Mit den MARIONETZ warst du ja in den 80ern ziemlich erfolgreich. Kam nach dem Rummel der grosse Fall?

Das war für mich kein Fall, das war der absolute Aufstieg. Am Schluss war es eigentlich so ein Overkill an Öffentlichkeit und Promotion. Ich habe damals gleichzeitig bei TONY TITT gespielt und eine 13-teilige Fernsehserie gemacht, in der ich Sänger war und die Lieder komponiert habe. Ausserdem waren wir mit MARIONETZ bei Warner Brothers und sind da rumgeflogen worden, Formel Eins, Interview in Belgien, Interview in Italien und so Sachen. Irgendwann ist das alles zu viel geworden. Die wollten uns ursprünglich als die "Nenas des Punkrocks" aufbauen, was ziemlich blöd war. Das ist nicht so gekommen und dann wollten die uns in die Schlagerrichtung bringen. Das wollte die Band absolut nicht. Da haben wir wieder einen neuen Manager bekommen und der wollte dann, dass wir Englisch singen und akustische Gitarren einsetzen. Da bin ich dann ausgestiegen. Und das war für mich aber kein Abstieg. Ich habe zum ersten Mal nach Jahren das Feeling gehabt, heimgehen zu können, kein Telefon zu brauchen, niemand ruft an, keine Action mehr. Gesundheitlich habe ich mich danach total auf Vordermann gebracht, habe straight edge gelebt, völlig asketisch.

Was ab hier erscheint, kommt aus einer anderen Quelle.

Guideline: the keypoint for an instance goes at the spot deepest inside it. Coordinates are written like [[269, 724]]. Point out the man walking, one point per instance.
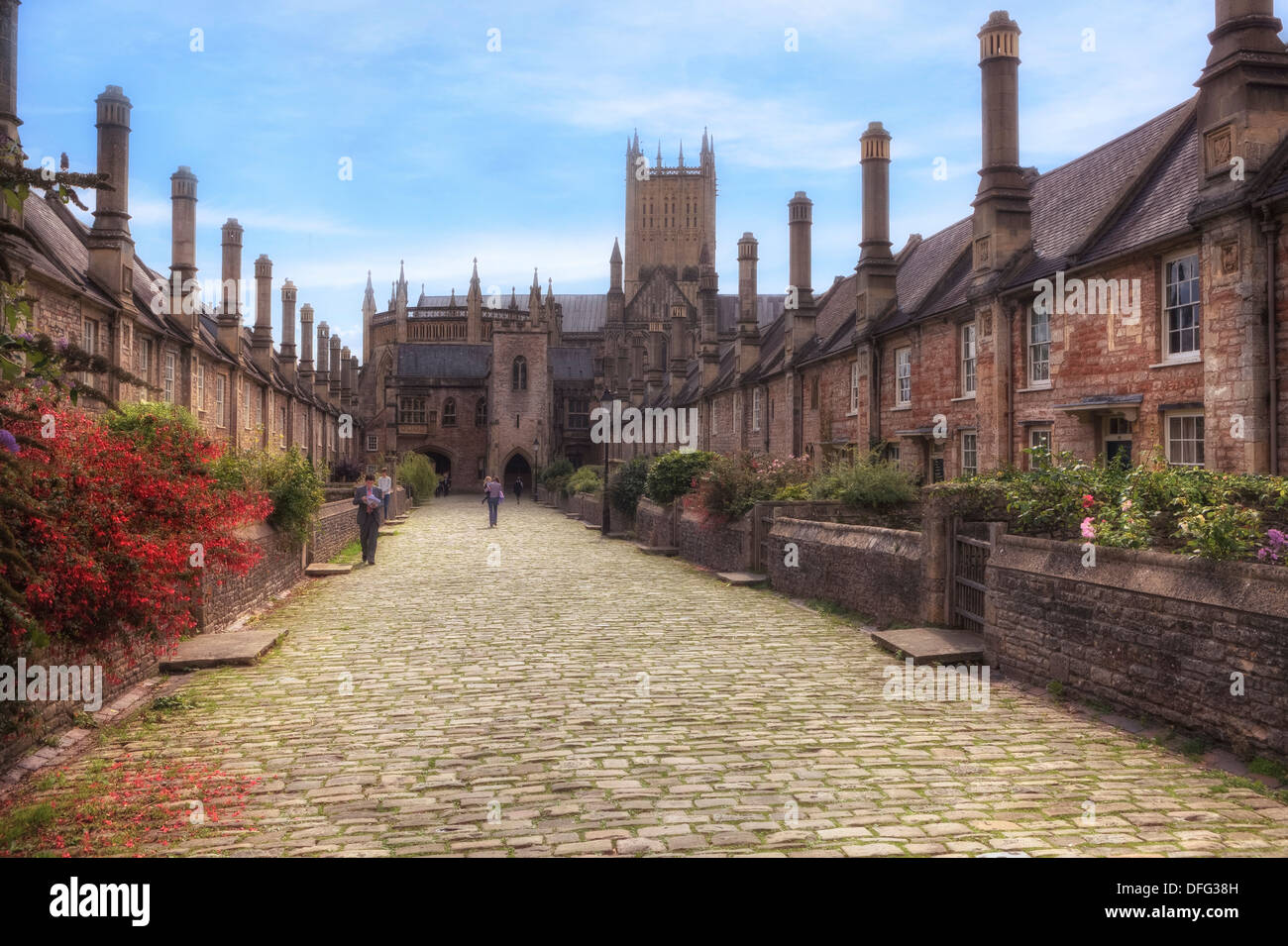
[[386, 486], [369, 499]]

Ihr habt ja 1990 die MARIONETZ neu aufleben lassen. Aber da war ja nicht mehr viel los mit Punkrock.

Man muss sehen, dass die treibende Kraft bei den MARIONETZ eigentlich der Günther und ich waren. Günther, der 1987 an einem Schlaganfall verstorben ist, hatte mich seit 1977 durch alle Bands als Gitarrist begleitet. Wir haben uns ´85 getrennt, beziehungsweise ich bin ausgestiegen und in eine andere Richtung gegangen, so mit Indienreisen und Schauspielerei. Die anderen haben weiter Musik gemacht. Und als ich später wieder mit ihnen zusammen spielen wollte, da waren die alle woanders verteilt. Der eine war bei FREAKY FUCKIN WEIRDOZ, der andere hat die CAT SUN FLOWERS gemacht und der Günther wollte nicht, der hat bei LUSTFINGER gespielt und da gut verdient. Da habe ich mich mit dem alten Drummer und einer neuen Bassistin zusammengetan und uns SANKT SIGI UND DIE SCHOCKS genannt. Wir haben jedoch gemerkt, dass wir wesentlich bessere Auftritte bekommen, wenn wir als MARIONETZ auftreten. Die Hälfte von unserem Programm waren eh MARIONETZ-Songs. Und das war ein Fehler. Bei unserer Platte hat jeder gesagt, dass sei ja enttäuschend und gar nicht mehr der alte MARIONETZ-Geist.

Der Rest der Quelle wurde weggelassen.